Brad Thomas gained praise last year for his morning routine of standing at the town’s bus stop and handing out Pop-Tarts to children as they got on the school bus. At the time, Thomas said his goal was to create a relationship with the kids and establish himself as a resource for whatever they may need.

In February, Thomas took his mission to the next level. Using an influx of public support, Thomas helped to establish We All Matter, an after school program for the kids elementary through high school.

The program meets every Monday and Wednesday and is run by Thomas and more than a dozen volunteers and program officials. During their sessions, the WAM staff helps the kids with their homework, provide one on one tutoring, provide the children a meal and allow them a block of “free time.”

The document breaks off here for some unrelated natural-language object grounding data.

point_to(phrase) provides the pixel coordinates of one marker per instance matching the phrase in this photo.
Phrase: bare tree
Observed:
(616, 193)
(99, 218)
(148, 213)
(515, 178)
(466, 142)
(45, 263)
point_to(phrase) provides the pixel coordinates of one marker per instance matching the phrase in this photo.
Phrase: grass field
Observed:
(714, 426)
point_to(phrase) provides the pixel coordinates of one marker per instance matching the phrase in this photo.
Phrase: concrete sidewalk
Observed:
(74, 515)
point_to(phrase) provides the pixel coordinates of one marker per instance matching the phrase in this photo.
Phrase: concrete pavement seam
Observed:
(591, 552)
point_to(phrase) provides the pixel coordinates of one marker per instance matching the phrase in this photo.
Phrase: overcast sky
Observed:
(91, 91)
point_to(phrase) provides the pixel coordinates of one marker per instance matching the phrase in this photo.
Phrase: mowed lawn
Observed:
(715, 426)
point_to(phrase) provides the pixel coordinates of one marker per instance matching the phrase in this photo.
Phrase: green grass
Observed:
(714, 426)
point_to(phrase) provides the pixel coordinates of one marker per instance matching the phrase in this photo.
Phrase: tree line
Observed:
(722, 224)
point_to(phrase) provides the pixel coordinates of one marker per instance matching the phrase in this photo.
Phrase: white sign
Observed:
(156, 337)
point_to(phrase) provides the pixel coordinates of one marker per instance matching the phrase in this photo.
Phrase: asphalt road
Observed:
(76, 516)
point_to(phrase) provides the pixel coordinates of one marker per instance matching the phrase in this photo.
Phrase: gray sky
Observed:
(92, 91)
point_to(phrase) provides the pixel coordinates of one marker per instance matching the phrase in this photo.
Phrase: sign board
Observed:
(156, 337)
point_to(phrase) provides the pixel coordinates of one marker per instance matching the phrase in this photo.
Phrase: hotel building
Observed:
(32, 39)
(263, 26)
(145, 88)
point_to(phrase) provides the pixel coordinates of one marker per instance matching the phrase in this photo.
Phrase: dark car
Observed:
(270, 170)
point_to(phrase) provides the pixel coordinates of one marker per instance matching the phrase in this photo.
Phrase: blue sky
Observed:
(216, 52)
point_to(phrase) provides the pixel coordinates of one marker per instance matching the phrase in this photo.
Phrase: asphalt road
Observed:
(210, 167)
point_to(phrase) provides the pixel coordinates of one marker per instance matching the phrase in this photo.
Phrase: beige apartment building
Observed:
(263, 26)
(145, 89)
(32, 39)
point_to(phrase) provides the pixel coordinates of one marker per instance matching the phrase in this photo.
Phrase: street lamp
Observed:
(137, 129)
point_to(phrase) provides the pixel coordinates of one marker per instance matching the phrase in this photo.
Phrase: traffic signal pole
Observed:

“Everybody wants to be a part of something positive. So, I think all of the kids and everybody feels positive about that,” Thomas said.

WAM’s entire operation is essentially fueled by donations and grants secured through organizations like The Community Foundation of Boone County. Thomas credits the support of local churches and businesses for WAM’s success.

“We just have a group of people that want to be a part of something,” he said.

WAM employs the help of more than a dozen volunteers. One of those volunteers is Linda Randle, a former teacher with 35 years in the classroom. On her own time, Randle visits each school district to check in with the teachers of WAM students as a way to monitor their performance in the classroom.

“This is an overall effort.  This is school, this is community, these are churches in the community, I mean this is just awesome,” Randle said.

Thomas says WAM was a dream that was years in the making. He added that long-term he hopes WAM’s impact and legacy continue throughout the entire Advance community.

“ I hope they say that they want their children to come here, and that these kids grow up and have children that they want to stay in advance, and they want their kids to be a part of this too,” Thomas said.